I've got two data sets (csv files) which I bring into a Pentaho DI transformation using a "CSV file input" step. File A has a column joincol
whose values appear in file B in column joincol
. I want to left join the data in file A with the data in file B on the condition A.joincol = B.joincol
to get the corresponding data from column wantcol
from file B.
Pretty simple stuff.
As a (necessary) preliminary step I sort both datasets on the columns to be joined on (namely A.joincol
and B.joincol
) ascending.
I then use a "Merge Join" step with the sorted data from file A as the "First Step" and the sorted data from file B as the "Second Step", and select the "Join Type" to be LEFT OUTER. I select "Get key fields" under the "Keys for 1st step" section and specify that joincol
is the only key field to join on, then do the same for "Keys for 2nd step".
So, the join partially works except:
- rows are dropped, which should be absolutely impossible with a left outer join
- the rows which are dropped are precisely those in the group of rows corresponding to the last value of
joincol
when it is sorted ascending.
I've confirmed that the values in file A's joincol
all appear in file B's joincol
by doing a vlookup in Excel. In any case, even if none of the values appeared in file B a left outer join should still leave me with at least all the rows I had going in.

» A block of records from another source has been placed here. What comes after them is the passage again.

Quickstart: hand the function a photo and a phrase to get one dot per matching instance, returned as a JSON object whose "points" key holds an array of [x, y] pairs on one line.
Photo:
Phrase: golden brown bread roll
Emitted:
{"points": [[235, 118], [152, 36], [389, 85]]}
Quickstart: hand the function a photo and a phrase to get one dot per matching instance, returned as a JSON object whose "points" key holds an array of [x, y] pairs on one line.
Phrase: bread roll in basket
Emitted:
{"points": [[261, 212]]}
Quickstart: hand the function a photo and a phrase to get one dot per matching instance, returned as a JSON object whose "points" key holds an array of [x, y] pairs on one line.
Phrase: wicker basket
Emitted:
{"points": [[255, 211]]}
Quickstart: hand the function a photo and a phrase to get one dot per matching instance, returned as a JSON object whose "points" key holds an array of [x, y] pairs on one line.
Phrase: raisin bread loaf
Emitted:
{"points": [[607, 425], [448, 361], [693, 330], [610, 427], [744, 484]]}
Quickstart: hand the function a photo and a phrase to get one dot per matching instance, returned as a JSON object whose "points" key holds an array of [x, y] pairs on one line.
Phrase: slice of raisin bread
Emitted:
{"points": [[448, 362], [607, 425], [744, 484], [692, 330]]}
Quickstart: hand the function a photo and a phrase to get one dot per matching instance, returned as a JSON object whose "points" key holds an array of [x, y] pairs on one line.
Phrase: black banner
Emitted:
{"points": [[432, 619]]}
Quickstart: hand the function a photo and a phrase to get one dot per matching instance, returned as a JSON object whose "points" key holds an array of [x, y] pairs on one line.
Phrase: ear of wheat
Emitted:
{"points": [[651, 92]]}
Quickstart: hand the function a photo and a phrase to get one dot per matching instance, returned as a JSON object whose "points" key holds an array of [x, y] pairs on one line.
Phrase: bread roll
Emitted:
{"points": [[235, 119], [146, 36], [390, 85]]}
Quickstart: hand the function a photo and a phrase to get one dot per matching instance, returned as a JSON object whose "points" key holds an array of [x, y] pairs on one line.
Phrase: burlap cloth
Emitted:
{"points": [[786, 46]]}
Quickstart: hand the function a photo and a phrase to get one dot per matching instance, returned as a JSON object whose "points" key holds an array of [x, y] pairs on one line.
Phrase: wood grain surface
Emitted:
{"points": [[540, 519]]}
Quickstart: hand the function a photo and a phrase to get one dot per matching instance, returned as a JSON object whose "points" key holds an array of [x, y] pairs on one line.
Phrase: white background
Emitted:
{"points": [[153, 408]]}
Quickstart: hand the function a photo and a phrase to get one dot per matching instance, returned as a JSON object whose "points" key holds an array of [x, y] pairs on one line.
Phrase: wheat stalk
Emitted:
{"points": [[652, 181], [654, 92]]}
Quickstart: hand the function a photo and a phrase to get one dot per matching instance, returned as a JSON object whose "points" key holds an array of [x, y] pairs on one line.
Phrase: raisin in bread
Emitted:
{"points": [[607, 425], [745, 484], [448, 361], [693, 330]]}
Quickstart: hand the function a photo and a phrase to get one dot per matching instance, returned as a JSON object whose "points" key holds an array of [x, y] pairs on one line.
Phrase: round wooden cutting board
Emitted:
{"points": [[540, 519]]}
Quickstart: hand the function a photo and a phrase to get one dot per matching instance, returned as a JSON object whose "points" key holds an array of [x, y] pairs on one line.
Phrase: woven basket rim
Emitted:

I am new to Pentaho so I find it hard to believe that I stumbled upon such a crazy bug so early on in my exploration, which means I must be missing a step. However, I read the documentation for the merge join and believe I have followed all necessary steps (the ones I've laid out here). Can anyone let me know if I've missed something? Perhaps this is the result of a common error?
Thanks very much!